Unadjusted and adjusted rate ratios for the association between ASD diagnosis and the rate of head movement in each 1/3 second time interval were estimated using a generalized linear mixed log-gamma regression model. Adjusted estimates controlled for ethnicity/race (white; other), age (in months), and sex (male; female). To account for potential within-subject correlations due to repeated measurement, we included a random intercept for each participant.

## Results

The time series data depicting the rate of head movement, defined as the distance traveled per 1/3 second (10 videoframes), for the ASD and non-ASD groups are shown in Fig. 2.

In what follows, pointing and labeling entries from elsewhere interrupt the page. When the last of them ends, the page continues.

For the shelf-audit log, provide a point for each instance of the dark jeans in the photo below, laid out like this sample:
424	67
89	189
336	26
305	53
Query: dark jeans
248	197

Based on a generalized linear mixed regression model with a log link and gamma distribution (adjusting for ethnicity/race, age, and sex), significant associations between diagnostic group (ASD versus non-ASD) and rate of head movement were found during all movies except for the Bubbles 2, the last movie. For Bubbles 2, the shorter duration might have affected power to detect a result as there was nevertheless a trend toward a group difference in the same direction as all other movies. Results of the analysis are shown in Table 1.

Robust group differences in the rate of head movement were evident during 4 out of 5 of the movies. For example, the rate of head movement among participants with ASD was 2.22 times that of non-ASD participants during the Bunny movie, after adjusting for age, ethnicity/race, and sex (95% Confidence Interval 1.60, 3.07). The rate ratio was higher for all movies that had animated and more complex stimuli (Bunny, Puppets, Rhymes and Toys), as compared to the less complex Bubbles videos.

Although the LD/DD group was too small to conduct independent analyses of that group, as a sensitivity analysis, the 8 patients with LD/DD were from the main regression model and re-estimated the associations, as shown in Table 2. Overall, the results are consistent with those reported in the main analysis; in fact, the associations are slightly stronger when the LD/DD group is removed from the non-ASD group.